Eight aid workers with Christian humanitarian group Samaritan’s Purse who were reportedly abducted and held captive by rebels in South Sudan have been released, the Charlotte Observer reported.
“Samaritan’s Purse is thankful to God for the safe release of our South Sudanese national staff, who had been detained by armed personnel in the Mayendit area of South Sudan,” read a statement from the Christian organization. “They were all released Tuesday afternoon local time.”
The kidnappers, who captured the aid workers from an area near Mayiandit, were said to be demanding food for ransom, reflecting the ongoing famine and the associated struggles people currently face in the region. The eight workers were South Sudanese nationals, not U.S. citizens.
“The rebels attacked and abducted eight local staff from Samaritan’s Purse and they are being held to ransom,” Brigadier General Lul Ruai Koang reportedly told the press before the aid workers’ release. “They have demanded that the organization takes aid to them.” Food, according to Reuters, is looking “increasingly likely to become a weapon of war.”

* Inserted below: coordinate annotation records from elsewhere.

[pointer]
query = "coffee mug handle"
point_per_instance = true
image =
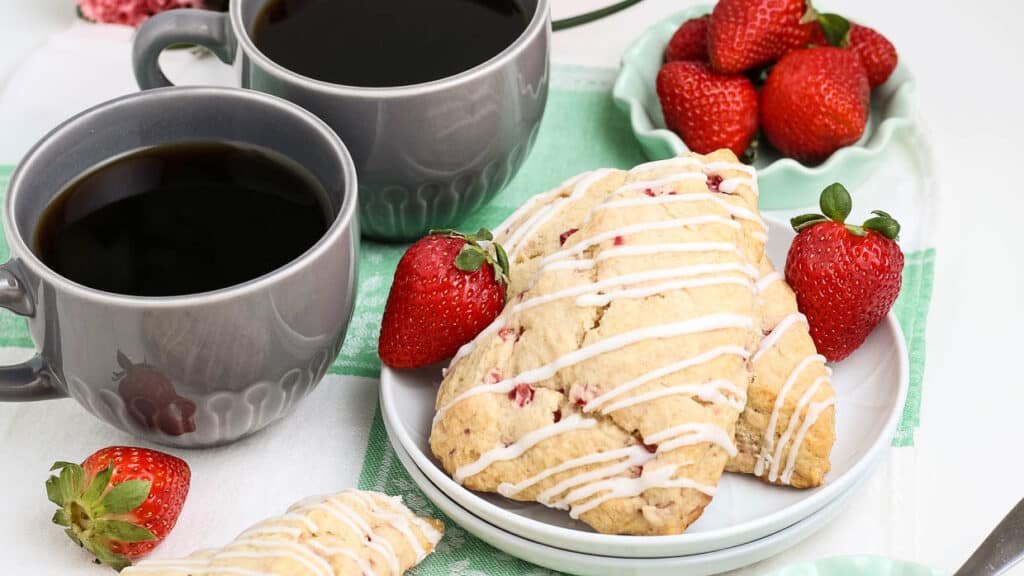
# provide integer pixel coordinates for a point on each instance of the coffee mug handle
(30, 379)
(205, 28)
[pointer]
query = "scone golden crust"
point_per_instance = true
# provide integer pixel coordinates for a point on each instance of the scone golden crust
(787, 429)
(611, 383)
(802, 453)
(352, 532)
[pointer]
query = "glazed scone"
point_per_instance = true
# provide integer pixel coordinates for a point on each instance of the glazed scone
(531, 234)
(354, 532)
(611, 383)
(790, 378)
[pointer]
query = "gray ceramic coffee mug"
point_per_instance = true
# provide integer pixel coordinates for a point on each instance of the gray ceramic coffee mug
(195, 370)
(428, 154)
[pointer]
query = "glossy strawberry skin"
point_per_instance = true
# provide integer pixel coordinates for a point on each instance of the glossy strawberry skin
(845, 284)
(169, 478)
(815, 101)
(877, 53)
(709, 111)
(434, 307)
(744, 34)
(689, 42)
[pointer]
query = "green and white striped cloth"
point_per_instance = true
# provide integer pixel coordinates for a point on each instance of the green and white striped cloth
(582, 130)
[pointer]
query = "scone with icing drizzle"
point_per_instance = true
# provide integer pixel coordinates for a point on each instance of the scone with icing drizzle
(612, 382)
(353, 532)
(790, 376)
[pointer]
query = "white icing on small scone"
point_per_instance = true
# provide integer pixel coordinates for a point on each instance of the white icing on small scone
(354, 532)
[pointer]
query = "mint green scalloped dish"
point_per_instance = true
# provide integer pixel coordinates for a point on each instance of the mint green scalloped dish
(859, 566)
(784, 182)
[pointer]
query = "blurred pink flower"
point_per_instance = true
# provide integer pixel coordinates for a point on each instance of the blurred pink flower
(130, 12)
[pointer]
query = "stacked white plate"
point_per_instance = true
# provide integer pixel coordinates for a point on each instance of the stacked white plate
(747, 522)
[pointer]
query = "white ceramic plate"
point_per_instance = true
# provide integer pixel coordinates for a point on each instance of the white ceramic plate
(870, 387)
(593, 565)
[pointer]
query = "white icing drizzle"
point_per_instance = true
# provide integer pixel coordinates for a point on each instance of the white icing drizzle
(665, 371)
(514, 450)
(629, 279)
(768, 444)
(696, 325)
(193, 570)
(729, 186)
(642, 292)
(792, 427)
(812, 416)
(545, 214)
(637, 229)
(733, 209)
(632, 452)
(394, 521)
(767, 280)
(626, 487)
(708, 392)
(771, 339)
(287, 548)
(330, 550)
(691, 434)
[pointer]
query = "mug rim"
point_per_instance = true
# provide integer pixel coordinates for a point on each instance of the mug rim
(538, 24)
(23, 254)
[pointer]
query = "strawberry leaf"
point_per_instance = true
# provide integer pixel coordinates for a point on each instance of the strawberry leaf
(836, 202)
(470, 258)
(885, 225)
(125, 497)
(836, 29)
(803, 221)
(123, 531)
(98, 484)
(60, 519)
(53, 492)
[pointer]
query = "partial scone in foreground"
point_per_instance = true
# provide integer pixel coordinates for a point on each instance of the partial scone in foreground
(649, 423)
(352, 532)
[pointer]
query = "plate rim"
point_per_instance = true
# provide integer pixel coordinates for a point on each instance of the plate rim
(654, 546)
(825, 515)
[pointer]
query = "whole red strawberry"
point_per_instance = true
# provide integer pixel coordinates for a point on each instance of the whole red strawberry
(877, 53)
(815, 101)
(846, 277)
(689, 42)
(446, 289)
(709, 111)
(743, 34)
(120, 502)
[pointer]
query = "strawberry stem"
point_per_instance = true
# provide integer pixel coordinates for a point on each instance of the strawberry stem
(837, 204)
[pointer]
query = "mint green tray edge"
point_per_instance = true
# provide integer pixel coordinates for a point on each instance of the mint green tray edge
(858, 566)
(784, 182)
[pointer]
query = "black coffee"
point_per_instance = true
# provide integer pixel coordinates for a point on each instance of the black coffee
(386, 42)
(181, 219)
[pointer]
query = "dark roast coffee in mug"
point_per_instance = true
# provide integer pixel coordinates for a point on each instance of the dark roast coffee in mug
(182, 218)
(378, 43)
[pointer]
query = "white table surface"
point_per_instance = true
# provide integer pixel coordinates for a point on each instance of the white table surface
(967, 58)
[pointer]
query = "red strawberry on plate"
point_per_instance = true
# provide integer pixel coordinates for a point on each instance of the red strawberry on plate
(744, 34)
(446, 289)
(709, 111)
(877, 53)
(815, 101)
(120, 502)
(689, 42)
(846, 277)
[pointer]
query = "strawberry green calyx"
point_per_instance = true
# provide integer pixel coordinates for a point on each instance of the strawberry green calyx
(474, 254)
(836, 29)
(94, 517)
(836, 205)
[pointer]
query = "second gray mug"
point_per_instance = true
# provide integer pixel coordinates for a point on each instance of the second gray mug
(427, 155)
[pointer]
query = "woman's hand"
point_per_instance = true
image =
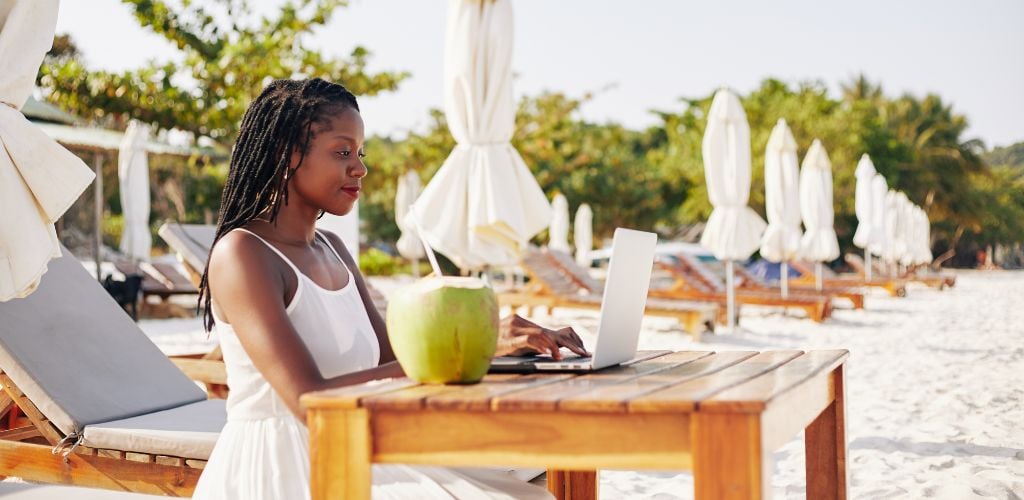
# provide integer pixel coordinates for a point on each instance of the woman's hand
(518, 336)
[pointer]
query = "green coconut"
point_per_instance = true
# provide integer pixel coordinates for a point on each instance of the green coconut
(443, 330)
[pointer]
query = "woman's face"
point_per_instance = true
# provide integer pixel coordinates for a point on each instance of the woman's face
(331, 174)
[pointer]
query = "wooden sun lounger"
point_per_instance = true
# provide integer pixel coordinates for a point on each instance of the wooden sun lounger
(553, 285)
(89, 400)
(159, 279)
(693, 282)
(896, 287)
(751, 282)
(934, 280)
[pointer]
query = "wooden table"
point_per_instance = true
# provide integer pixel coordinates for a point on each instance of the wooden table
(719, 414)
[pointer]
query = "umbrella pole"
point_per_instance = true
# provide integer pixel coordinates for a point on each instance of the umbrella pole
(98, 213)
(785, 279)
(730, 295)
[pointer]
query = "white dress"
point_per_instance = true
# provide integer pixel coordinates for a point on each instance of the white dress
(262, 453)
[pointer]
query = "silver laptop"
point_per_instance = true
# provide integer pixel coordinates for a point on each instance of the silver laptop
(622, 310)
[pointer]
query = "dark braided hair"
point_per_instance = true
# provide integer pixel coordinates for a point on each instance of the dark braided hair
(278, 123)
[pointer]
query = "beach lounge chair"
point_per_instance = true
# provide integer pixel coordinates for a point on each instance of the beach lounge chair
(749, 281)
(693, 281)
(159, 279)
(895, 286)
(556, 281)
(923, 275)
(102, 407)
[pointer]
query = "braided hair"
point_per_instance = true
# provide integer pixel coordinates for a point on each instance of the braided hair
(279, 123)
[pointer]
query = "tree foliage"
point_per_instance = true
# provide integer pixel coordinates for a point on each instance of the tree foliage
(650, 179)
(226, 57)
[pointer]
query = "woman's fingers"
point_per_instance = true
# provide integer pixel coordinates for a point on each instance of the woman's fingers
(568, 338)
(545, 343)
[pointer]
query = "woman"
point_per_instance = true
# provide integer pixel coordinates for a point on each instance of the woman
(292, 310)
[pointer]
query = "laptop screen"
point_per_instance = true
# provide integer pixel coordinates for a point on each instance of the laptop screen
(625, 296)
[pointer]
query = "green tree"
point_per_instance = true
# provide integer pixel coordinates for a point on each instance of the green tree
(226, 57)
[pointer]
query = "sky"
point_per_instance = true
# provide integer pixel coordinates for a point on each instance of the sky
(642, 55)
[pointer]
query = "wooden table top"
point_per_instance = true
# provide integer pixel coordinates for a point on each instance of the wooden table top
(733, 381)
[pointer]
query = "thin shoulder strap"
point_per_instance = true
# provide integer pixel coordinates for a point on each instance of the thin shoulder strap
(279, 252)
(331, 246)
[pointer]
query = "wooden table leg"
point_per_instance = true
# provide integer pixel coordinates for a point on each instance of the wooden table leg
(824, 445)
(340, 453)
(574, 485)
(729, 459)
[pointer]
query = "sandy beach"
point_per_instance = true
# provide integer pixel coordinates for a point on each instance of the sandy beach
(935, 390)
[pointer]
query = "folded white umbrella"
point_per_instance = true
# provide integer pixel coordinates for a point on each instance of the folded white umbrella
(863, 203)
(558, 233)
(133, 176)
(733, 231)
(819, 243)
(408, 191)
(880, 218)
(39, 179)
(924, 238)
(894, 240)
(483, 204)
(781, 239)
(583, 234)
(908, 231)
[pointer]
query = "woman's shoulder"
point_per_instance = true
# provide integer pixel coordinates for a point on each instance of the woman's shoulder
(338, 244)
(241, 252)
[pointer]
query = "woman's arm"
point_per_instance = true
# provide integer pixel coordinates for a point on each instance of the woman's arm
(249, 292)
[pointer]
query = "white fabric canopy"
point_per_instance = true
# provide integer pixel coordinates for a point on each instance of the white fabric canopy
(558, 233)
(880, 219)
(908, 231)
(409, 244)
(583, 234)
(819, 243)
(864, 202)
(924, 238)
(894, 240)
(781, 239)
(39, 179)
(133, 175)
(483, 204)
(733, 231)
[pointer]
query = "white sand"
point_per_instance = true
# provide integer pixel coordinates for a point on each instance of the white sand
(935, 389)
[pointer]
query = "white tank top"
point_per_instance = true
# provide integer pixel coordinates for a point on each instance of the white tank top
(334, 326)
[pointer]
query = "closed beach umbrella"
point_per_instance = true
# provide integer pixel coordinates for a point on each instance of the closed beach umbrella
(133, 177)
(409, 244)
(733, 231)
(880, 218)
(583, 234)
(781, 239)
(862, 206)
(924, 238)
(483, 204)
(909, 231)
(39, 179)
(894, 241)
(558, 233)
(819, 243)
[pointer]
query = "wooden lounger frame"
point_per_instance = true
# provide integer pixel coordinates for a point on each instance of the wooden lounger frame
(690, 285)
(28, 451)
(540, 294)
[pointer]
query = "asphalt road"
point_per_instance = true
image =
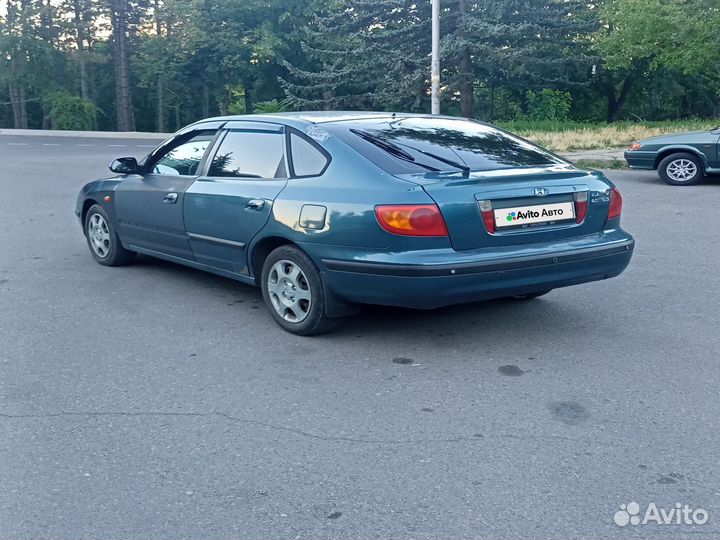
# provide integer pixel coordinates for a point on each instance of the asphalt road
(157, 402)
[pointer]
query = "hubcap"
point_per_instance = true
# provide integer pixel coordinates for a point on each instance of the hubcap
(289, 291)
(99, 235)
(681, 170)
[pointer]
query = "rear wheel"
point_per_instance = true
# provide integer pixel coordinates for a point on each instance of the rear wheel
(102, 239)
(681, 169)
(293, 292)
(530, 296)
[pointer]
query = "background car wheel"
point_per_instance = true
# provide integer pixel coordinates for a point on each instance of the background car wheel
(681, 169)
(293, 292)
(102, 239)
(529, 296)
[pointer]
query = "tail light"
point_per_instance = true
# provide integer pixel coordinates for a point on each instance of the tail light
(488, 215)
(580, 206)
(615, 204)
(411, 219)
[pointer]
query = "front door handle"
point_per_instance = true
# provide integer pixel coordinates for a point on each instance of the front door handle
(255, 204)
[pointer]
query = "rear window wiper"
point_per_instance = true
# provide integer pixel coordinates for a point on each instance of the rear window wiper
(391, 148)
(464, 168)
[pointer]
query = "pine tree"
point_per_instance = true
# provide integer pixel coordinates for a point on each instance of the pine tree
(364, 54)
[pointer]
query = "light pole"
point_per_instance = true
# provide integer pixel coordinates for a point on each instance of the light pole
(435, 61)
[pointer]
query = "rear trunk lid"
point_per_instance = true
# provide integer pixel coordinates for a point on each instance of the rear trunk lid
(527, 205)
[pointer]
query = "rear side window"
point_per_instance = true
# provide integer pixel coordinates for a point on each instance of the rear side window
(184, 157)
(307, 158)
(250, 154)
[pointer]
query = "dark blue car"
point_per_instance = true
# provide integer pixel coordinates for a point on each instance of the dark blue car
(325, 211)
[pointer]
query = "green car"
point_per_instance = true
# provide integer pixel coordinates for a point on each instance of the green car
(681, 159)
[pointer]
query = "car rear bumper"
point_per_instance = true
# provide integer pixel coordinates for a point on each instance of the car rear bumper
(429, 280)
(637, 159)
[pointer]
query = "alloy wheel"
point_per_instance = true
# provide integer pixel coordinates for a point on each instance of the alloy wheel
(99, 235)
(681, 170)
(289, 291)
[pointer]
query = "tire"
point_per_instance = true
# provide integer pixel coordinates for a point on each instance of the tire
(681, 169)
(293, 292)
(529, 296)
(103, 241)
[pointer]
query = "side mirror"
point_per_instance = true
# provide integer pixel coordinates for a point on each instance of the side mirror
(125, 166)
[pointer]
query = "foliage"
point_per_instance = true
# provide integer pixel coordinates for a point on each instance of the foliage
(71, 112)
(549, 104)
(160, 64)
(570, 136)
(272, 106)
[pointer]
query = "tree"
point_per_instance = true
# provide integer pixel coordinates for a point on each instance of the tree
(640, 37)
(364, 54)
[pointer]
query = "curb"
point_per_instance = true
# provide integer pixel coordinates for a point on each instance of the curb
(83, 134)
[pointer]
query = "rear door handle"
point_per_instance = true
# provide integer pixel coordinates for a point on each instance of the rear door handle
(255, 204)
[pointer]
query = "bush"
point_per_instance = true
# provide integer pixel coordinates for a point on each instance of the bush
(549, 104)
(71, 112)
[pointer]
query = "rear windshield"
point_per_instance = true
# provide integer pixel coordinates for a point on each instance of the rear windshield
(477, 146)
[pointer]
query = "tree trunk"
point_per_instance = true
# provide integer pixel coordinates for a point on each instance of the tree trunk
(615, 103)
(465, 82)
(161, 103)
(80, 42)
(18, 107)
(206, 101)
(123, 97)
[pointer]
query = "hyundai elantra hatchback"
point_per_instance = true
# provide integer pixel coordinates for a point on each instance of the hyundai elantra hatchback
(327, 211)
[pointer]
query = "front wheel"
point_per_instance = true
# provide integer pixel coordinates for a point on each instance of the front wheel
(293, 292)
(530, 296)
(102, 239)
(681, 169)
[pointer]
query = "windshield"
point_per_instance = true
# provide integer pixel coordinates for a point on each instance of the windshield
(454, 141)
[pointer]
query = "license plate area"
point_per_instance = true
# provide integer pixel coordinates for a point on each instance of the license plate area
(537, 215)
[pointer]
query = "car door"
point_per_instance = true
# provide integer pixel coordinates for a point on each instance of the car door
(227, 206)
(150, 206)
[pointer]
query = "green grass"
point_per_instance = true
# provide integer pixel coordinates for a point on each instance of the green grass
(601, 164)
(574, 136)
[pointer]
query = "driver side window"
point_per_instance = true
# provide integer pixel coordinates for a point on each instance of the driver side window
(184, 158)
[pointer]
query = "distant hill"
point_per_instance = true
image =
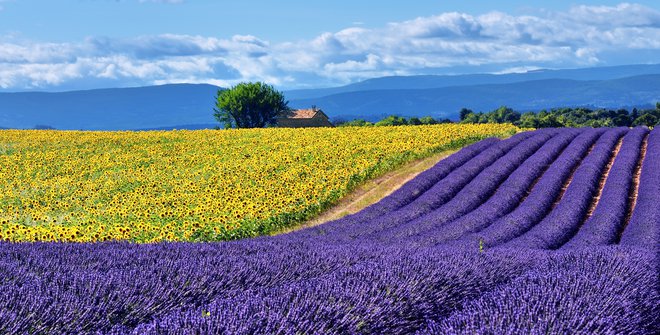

But Samaritan’s Purse seemingly pushed back against the ransom claim.
“There was no ransom request, and they are on the way to a safe location at this time,” Tuesday’s statement read. “We are grateful for the World Food Programme’s support in helping us relocate our staff.”
Hundreds of thousands of people are in desperate need of food and resources in South Sudan, as the crisis there continues to worsen, with violence and insecurity make it difficult for residents there to plant and harvest food for the masses, CBN News noted.
South Sudan, which became an independent country back in 2011, has faced severe internal violence since 2013, when President Salva Kirr fired Vice President Riek Machar; civil war followed, forcing millions to flee their homes, according to Reuters. You can read more about the ethnic strife and claims of an attempted coup that followed here.
That situation has exacerbated problems for the newfound nation. The Samaritan’s Purse website recently described the dire state of affairs in South Sudan, noting that the United Nations and the government of South Sudan jointly announced that certain areas of the country face famine — and millions are food insecure, with figures likely to worsen from 4.9 million to 5.5 million later this year.
“Local markets in Mayendit are empty and closed, food production has been greatly limited, and malnutrition among women and children continues to increase,” reads the Samaritan’s Purse article. “Typical livestock, such as chickens and goats, can no longer be found, as they’ve been used as a source of food for the community over the years of suffering.”
The remaining cattle are apparently too thin and weak to produce milk needed to sustain the people.
Samaritan’s Purse has been working in Mayendit since 2014 in an effort to distribute food there to those in need.